Where's the init script you have referenced in your filesdir?

----------

## karnesky

 *neo_phani wrote:*   

> Dont refer to Amanda we dont have tape drive servers.

 AMANDA isn't only for tape servers, but a tape server is certainly a good investment.  It is what I use & is BY FAR my favorite backup app of all time.

----------

## NightTwix

you might try this one: https://forums.gentoo.org/viewtopic-t-312817.html

Its a Stage4-backup and work quite nice

----------

## TrainedChimp

 *drkstorm wrote:*   

> i'm curious to know how i can fully backup my linux server using free/easily emerged tools. I use rsnapshot for user file backup, but i'd really like to prepare for a situation where i have a liveCD, backup tapes, and a new server... and I can restore my server to working status with just those tools... I don't have a special partitioning scheme, I'd like to learn how yours is setup, but more importantly, what can I do now with my standard /boot swap and / partitions?

 

I emerged flexbackup, works well for me; I've tested it and also used it to migrate to new hardware. I don't use it with a tape, I use it with an extra hard drive.

----------

## Rad

I started to prefer very simple scripts over time; they adapt best, are very reliable and you can do about anything backup related with them.

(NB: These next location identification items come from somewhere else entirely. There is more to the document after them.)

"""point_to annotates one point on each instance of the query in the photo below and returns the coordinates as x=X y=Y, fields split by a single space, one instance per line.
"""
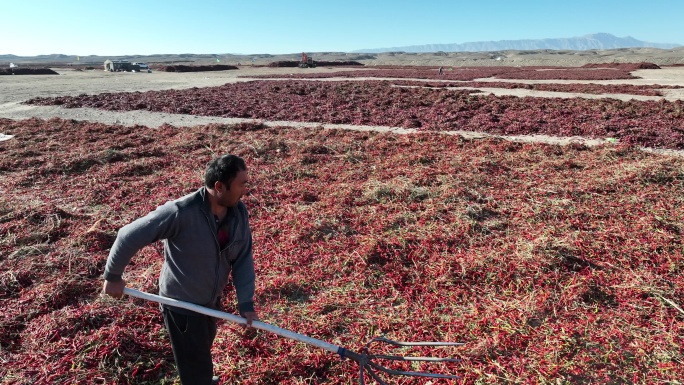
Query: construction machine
x=307 y=61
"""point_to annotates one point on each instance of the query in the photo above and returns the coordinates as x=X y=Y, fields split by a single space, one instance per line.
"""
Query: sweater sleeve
x=243 y=275
x=159 y=224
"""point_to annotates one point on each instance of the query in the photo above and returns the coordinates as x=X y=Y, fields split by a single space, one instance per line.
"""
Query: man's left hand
x=250 y=316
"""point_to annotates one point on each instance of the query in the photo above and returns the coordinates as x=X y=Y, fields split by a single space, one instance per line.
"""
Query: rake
x=364 y=359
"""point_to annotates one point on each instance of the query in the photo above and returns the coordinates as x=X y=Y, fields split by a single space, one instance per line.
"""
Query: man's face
x=238 y=188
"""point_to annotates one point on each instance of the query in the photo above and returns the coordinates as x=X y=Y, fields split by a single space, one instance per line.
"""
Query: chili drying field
x=526 y=221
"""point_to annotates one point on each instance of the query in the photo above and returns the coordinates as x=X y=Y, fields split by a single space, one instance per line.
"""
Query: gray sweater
x=195 y=268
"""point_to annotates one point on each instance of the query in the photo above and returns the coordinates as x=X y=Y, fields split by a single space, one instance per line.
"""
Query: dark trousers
x=191 y=339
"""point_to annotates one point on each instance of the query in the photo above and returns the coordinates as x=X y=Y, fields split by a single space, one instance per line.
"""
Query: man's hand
x=114 y=289
x=249 y=316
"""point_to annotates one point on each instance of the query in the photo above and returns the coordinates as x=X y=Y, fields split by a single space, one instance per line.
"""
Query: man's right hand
x=114 y=289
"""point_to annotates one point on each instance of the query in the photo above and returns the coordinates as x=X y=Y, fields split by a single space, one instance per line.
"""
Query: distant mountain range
x=596 y=41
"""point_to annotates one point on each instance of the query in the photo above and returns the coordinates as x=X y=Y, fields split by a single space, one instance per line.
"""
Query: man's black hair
x=223 y=169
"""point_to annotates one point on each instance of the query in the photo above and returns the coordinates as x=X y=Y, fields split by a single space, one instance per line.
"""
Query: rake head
x=367 y=365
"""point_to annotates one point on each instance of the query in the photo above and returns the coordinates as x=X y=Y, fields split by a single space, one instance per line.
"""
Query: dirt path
x=17 y=89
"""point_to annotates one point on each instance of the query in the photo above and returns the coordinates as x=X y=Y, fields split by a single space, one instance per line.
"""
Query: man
x=206 y=236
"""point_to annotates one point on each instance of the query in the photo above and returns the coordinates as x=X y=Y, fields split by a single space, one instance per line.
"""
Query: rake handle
x=238 y=320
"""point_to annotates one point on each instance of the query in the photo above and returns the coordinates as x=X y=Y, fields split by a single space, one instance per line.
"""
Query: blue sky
x=144 y=27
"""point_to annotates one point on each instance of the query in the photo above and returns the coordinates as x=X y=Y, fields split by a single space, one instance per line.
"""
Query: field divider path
x=18 y=111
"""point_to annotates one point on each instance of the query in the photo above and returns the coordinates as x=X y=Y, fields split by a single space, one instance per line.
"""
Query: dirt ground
x=17 y=89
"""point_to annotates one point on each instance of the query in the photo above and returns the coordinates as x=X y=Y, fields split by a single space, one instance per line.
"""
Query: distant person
x=206 y=237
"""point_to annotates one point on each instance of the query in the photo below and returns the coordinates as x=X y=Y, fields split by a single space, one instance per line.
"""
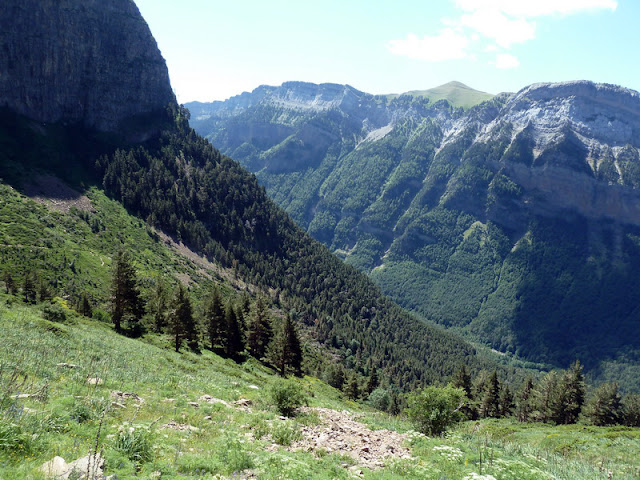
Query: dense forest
x=182 y=186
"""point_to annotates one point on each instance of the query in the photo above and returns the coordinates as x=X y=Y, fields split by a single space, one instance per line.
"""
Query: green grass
x=456 y=93
x=67 y=416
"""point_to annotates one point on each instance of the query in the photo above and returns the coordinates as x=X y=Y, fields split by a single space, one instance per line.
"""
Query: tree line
x=230 y=330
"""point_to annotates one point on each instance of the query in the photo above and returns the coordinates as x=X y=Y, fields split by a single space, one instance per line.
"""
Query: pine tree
x=525 y=401
x=234 y=344
x=605 y=406
x=335 y=376
x=159 y=307
x=29 y=288
x=373 y=381
x=506 y=402
x=182 y=324
x=288 y=350
x=9 y=283
x=352 y=389
x=461 y=378
x=572 y=390
x=125 y=294
x=84 y=306
x=490 y=405
x=546 y=398
x=215 y=322
x=631 y=405
x=260 y=331
x=44 y=293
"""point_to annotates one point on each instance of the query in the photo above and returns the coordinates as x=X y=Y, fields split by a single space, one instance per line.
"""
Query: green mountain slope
x=150 y=412
x=514 y=223
x=181 y=190
x=456 y=93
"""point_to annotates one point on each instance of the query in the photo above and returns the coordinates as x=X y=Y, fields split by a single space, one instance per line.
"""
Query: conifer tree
x=234 y=344
x=84 y=306
x=631 y=405
x=373 y=381
x=335 y=376
x=9 y=283
x=260 y=331
x=126 y=301
x=44 y=293
x=29 y=288
x=572 y=390
x=182 y=323
x=216 y=322
x=490 y=404
x=506 y=401
x=461 y=378
x=159 y=306
x=546 y=397
x=288 y=350
x=605 y=406
x=351 y=388
x=525 y=406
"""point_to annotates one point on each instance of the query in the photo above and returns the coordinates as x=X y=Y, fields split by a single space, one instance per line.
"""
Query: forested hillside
x=514 y=222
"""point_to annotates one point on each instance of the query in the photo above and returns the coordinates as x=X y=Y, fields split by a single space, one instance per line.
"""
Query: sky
x=217 y=49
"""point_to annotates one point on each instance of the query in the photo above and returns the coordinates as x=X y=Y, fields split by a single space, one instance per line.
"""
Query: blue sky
x=217 y=49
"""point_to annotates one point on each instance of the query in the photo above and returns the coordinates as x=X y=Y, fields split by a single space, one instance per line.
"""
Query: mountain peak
x=89 y=62
x=456 y=93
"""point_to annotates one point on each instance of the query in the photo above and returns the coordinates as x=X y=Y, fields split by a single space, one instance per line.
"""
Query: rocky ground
x=340 y=432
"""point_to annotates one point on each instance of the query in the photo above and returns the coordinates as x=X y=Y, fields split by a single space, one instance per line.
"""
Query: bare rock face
x=88 y=62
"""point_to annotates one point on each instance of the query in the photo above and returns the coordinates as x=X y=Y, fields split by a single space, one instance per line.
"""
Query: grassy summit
x=456 y=93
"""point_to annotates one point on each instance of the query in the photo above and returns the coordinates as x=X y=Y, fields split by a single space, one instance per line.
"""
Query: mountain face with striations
x=93 y=63
x=515 y=221
x=73 y=70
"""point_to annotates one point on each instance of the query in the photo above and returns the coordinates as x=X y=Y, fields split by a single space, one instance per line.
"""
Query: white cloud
x=448 y=45
x=500 y=23
x=496 y=26
x=536 y=8
x=505 y=61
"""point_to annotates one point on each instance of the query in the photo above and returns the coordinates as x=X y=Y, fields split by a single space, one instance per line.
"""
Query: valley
x=512 y=222
x=165 y=315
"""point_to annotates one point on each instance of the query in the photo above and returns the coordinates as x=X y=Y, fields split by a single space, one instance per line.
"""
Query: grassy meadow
x=165 y=430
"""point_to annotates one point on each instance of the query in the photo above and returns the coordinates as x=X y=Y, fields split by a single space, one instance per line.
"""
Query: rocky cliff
x=516 y=221
x=88 y=62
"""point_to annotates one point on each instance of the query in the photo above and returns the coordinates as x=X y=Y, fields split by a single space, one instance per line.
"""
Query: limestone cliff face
x=88 y=62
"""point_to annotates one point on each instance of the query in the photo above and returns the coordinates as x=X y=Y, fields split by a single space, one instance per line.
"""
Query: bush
x=287 y=396
x=135 y=441
x=284 y=433
x=434 y=409
x=380 y=399
x=55 y=313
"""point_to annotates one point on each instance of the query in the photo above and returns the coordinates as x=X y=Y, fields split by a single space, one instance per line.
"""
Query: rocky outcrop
x=88 y=62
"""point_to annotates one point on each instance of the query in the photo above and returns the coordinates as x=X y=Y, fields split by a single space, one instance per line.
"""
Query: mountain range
x=514 y=221
x=86 y=110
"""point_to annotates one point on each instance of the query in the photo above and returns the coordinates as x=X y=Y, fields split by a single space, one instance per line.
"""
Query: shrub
x=380 y=399
x=54 y=313
x=135 y=441
x=434 y=409
x=287 y=396
x=284 y=433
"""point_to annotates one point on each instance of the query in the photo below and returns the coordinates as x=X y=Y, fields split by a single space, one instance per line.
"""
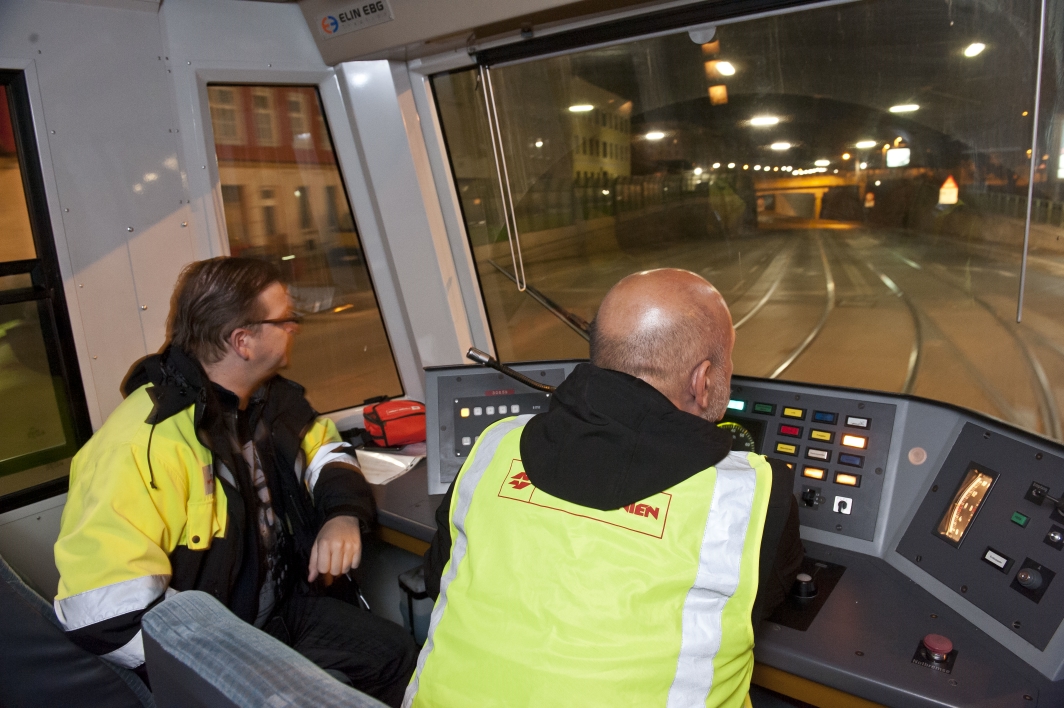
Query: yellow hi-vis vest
x=546 y=603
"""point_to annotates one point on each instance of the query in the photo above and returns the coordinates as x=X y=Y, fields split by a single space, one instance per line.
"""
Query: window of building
x=226 y=117
x=302 y=223
x=859 y=196
x=303 y=200
x=264 y=117
x=44 y=417
x=298 y=124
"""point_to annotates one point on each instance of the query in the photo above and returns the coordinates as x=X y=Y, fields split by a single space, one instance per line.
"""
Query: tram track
x=1046 y=400
x=829 y=286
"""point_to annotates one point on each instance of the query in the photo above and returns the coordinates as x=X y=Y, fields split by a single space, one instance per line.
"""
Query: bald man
x=608 y=553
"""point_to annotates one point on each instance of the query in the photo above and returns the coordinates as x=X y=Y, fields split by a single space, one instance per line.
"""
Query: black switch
x=1036 y=493
x=1032 y=579
x=809 y=497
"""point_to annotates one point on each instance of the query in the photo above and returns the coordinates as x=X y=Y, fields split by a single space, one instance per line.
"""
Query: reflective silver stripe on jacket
x=463 y=498
x=327 y=454
x=130 y=654
x=719 y=565
x=94 y=606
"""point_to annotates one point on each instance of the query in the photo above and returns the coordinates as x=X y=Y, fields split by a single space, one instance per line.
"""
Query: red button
x=937 y=644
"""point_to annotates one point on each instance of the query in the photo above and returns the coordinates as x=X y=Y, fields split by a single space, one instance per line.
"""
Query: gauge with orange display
x=962 y=509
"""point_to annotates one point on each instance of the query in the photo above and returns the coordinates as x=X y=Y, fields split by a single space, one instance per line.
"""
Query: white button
x=994 y=558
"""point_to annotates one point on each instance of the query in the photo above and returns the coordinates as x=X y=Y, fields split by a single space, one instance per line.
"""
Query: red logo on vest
x=520 y=480
x=642 y=510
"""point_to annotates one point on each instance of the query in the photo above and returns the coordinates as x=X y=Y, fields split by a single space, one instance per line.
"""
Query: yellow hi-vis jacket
x=546 y=603
x=123 y=521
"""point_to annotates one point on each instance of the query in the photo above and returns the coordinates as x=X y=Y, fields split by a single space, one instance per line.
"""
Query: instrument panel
x=934 y=536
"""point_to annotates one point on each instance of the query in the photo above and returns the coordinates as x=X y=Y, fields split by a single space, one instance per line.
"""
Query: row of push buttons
x=827 y=417
x=817 y=454
x=489 y=410
x=841 y=477
x=859 y=442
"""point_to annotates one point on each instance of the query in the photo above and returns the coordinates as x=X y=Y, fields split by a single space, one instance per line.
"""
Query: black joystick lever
x=803 y=587
x=1037 y=493
x=486 y=359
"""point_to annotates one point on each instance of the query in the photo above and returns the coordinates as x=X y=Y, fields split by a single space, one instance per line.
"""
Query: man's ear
x=700 y=389
x=239 y=342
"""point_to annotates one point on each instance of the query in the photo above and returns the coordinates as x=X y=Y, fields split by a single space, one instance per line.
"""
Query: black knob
x=803 y=586
x=1029 y=578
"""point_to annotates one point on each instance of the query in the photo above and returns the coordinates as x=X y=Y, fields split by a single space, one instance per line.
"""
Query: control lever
x=486 y=359
x=1038 y=493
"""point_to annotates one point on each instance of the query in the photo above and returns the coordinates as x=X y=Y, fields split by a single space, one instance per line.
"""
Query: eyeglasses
x=292 y=319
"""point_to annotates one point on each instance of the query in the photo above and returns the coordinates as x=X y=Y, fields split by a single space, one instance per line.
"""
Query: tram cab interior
x=875 y=186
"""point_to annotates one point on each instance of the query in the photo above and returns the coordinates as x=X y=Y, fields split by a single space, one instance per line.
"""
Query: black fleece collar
x=610 y=440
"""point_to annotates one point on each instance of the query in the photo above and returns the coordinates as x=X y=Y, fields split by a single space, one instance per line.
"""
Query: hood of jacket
x=610 y=440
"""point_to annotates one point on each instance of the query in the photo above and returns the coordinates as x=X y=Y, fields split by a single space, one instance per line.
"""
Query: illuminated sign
x=897 y=157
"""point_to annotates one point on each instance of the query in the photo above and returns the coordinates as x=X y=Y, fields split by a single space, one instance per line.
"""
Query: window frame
x=351 y=165
x=47 y=291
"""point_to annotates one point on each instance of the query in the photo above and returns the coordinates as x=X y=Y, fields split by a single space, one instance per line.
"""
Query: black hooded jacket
x=610 y=440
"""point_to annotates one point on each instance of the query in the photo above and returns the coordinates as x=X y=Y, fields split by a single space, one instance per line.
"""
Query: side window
x=264 y=117
x=285 y=202
x=44 y=417
x=226 y=116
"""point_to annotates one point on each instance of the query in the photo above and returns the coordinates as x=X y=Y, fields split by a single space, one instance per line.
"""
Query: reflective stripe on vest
x=545 y=603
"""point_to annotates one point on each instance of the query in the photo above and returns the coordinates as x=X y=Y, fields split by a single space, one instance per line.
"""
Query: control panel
x=463 y=400
x=986 y=529
x=934 y=536
x=837 y=445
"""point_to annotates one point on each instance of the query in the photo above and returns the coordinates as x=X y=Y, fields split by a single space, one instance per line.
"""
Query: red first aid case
x=395 y=423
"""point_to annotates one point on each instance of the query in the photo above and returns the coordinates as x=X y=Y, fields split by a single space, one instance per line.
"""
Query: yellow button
x=815 y=473
x=855 y=441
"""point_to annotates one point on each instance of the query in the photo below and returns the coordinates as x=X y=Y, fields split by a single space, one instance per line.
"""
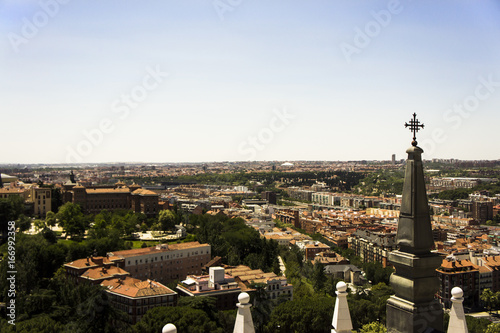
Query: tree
x=50 y=219
x=23 y=223
x=72 y=219
x=167 y=219
x=185 y=318
x=493 y=328
x=476 y=325
x=10 y=210
x=373 y=327
x=489 y=298
x=318 y=277
x=304 y=315
x=40 y=324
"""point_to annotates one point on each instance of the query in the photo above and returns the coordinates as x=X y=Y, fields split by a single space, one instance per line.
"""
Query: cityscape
x=250 y=167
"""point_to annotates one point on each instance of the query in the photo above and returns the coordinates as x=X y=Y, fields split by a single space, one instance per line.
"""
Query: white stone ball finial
x=457 y=292
x=243 y=298
x=169 y=328
x=341 y=286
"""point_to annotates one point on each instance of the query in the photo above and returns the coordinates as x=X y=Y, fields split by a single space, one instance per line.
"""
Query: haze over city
x=193 y=81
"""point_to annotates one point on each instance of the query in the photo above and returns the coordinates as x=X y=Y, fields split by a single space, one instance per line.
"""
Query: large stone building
x=277 y=287
x=165 y=262
x=120 y=196
x=217 y=284
x=136 y=297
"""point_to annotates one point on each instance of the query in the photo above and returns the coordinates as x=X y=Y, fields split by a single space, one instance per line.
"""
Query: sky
x=87 y=81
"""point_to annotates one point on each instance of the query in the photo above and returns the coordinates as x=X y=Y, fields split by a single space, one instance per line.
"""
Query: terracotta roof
x=136 y=288
x=484 y=269
x=142 y=191
x=457 y=264
x=157 y=249
x=492 y=261
x=106 y=190
x=92 y=262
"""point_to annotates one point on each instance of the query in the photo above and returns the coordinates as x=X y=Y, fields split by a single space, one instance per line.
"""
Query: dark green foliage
x=10 y=210
x=369 y=306
x=40 y=324
x=185 y=318
x=476 y=325
x=235 y=241
x=319 y=278
x=72 y=220
x=303 y=315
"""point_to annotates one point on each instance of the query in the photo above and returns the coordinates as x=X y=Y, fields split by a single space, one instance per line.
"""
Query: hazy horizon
x=221 y=80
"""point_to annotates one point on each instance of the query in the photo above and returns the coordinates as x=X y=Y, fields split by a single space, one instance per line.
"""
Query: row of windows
x=174 y=255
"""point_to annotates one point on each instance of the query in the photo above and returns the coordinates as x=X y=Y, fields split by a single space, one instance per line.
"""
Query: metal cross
x=414 y=127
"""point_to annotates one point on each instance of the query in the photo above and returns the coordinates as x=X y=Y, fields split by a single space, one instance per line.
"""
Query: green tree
x=318 y=277
x=493 y=328
x=40 y=324
x=167 y=219
x=304 y=315
x=71 y=219
x=373 y=327
x=477 y=325
x=185 y=318
x=10 y=210
x=50 y=219
x=23 y=223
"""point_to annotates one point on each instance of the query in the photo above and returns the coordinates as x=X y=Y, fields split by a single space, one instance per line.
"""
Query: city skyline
x=203 y=81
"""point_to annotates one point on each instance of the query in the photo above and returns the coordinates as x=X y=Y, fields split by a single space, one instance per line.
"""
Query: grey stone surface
x=413 y=307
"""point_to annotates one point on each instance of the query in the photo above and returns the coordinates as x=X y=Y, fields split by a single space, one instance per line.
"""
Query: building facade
x=165 y=263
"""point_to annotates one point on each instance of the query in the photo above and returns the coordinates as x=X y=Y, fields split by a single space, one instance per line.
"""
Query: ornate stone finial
x=244 y=322
x=341 y=322
x=457 y=323
x=414 y=127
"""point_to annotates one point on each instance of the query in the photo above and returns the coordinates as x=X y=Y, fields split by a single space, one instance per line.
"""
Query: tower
x=413 y=308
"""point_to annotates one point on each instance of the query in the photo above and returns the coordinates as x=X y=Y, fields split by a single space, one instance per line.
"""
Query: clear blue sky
x=347 y=73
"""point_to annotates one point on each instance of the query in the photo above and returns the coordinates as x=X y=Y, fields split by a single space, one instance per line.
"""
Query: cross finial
x=414 y=127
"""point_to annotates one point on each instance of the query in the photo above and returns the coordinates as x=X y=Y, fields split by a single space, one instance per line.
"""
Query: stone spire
x=457 y=323
x=414 y=227
x=341 y=317
x=413 y=307
x=244 y=322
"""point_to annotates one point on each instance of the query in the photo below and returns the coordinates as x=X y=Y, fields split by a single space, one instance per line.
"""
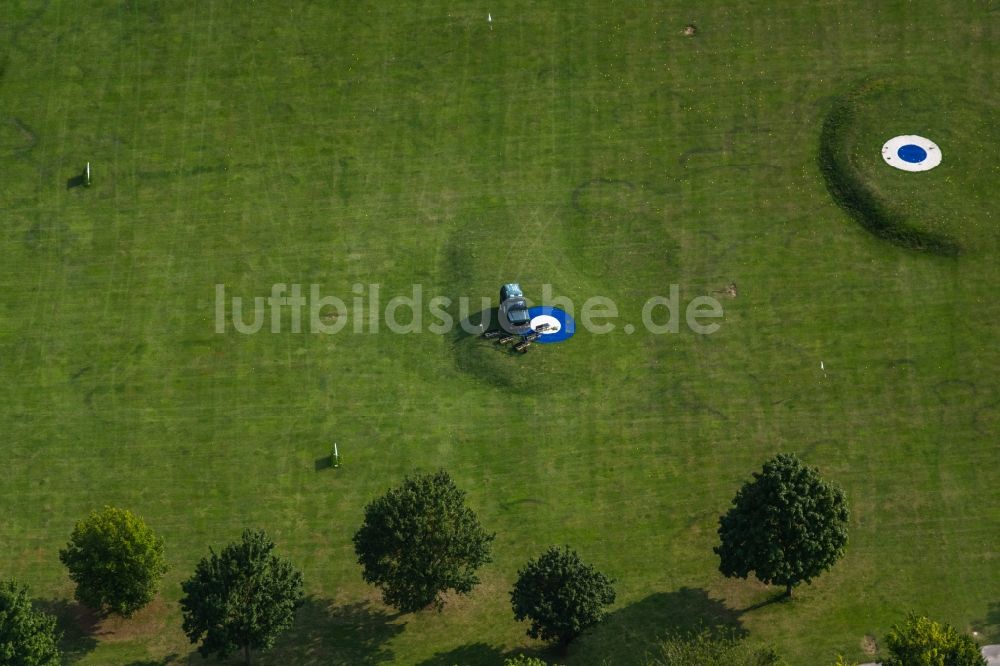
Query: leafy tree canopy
x=115 y=560
x=787 y=525
x=560 y=595
x=28 y=637
x=419 y=540
x=241 y=599
x=920 y=641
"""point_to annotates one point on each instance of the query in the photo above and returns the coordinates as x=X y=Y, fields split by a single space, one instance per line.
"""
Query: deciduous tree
x=241 y=599
x=560 y=595
x=115 y=560
x=786 y=526
x=419 y=540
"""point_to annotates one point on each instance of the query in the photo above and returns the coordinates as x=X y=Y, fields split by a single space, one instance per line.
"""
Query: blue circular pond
x=912 y=153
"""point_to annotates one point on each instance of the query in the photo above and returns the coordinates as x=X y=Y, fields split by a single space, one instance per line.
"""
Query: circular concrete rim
x=554 y=324
x=890 y=153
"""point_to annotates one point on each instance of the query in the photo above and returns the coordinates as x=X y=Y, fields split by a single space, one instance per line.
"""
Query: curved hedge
x=849 y=189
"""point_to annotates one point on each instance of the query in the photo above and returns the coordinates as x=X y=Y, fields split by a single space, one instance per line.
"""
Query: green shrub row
x=848 y=188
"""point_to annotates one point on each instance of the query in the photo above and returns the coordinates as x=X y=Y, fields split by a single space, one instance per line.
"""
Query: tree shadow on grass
x=474 y=654
x=481 y=654
x=79 y=625
x=326 y=635
x=627 y=635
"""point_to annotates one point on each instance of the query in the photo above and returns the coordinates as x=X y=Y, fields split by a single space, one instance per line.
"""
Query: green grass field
x=594 y=148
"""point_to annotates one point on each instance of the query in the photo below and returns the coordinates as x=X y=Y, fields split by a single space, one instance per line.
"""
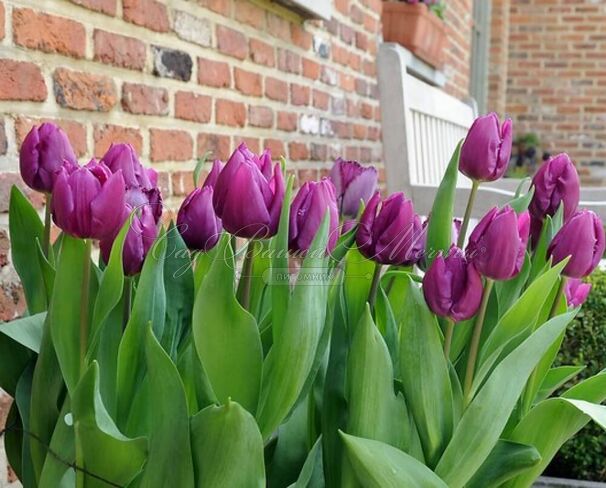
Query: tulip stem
x=88 y=243
x=472 y=198
x=448 y=337
x=374 y=286
x=475 y=341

It's pretty easy to choose the fastest method to backup over your network, or, for example, use the EVMS CLI to get an online backup of your filesystem's state in exactly one point in time.

Restoring backups created by scripts also is a breeze, as you can do that very differently to how you created them if you need to, hence you won't have to get a particular piece of software (maybe even a certain version of it) running first.

With scripts, it's also a simple task to add md5sum checks to show a backup was transferred cleanly or add redundancy with par2cmdline etc.

A few good ideas can be found in the gentoo wiki:

http://gentoo-wiki.com/HOWTO_Backup

----------

## groovin

using an adaptation of rsync snapshots (as shown in the gentoo-wiki article posted above). i just dont rsync stuff like /dev, /proc, /sys and /mnt. 

also, whenever i compile a new kernel, i save a copy of it and the .config somplace remotely. 

if i needed to do a bare metal restore, i can recreate the partitions exactly how they were and mvoe all the data back into.

ok, its a bit more complex than that, but thats the rough outline.

----------

## jtaylor72

I use partimage

----------

## lunarfu

 *jtaylor72 wrote:*   

> I use partimage

 

I also use partimage. But I use it within System Rescue CD which is a liveCD based off of Gentoo. After perfecting any of my Gentoo setups, I boot up the liveCD, mount the appropriate directories, run partimage, and later burn the backup to CD-R. 

The liveCD also has tons of other tools. Here's a short list: http://www.sysresccd.org/systools.en.php

----------

## DeathAndTaxes

I *have* used rdiff-backup in this scenario.  I had a livecd, a recent stage3 tarball, and then I just used rdiff-backup for a recent copy of my filesystem on top of that.

rdiff-backup is easy to install, but it takes a bit to get the hang of the syntax.  The mailing list is pretty active, so you can find additional help/info there.

----------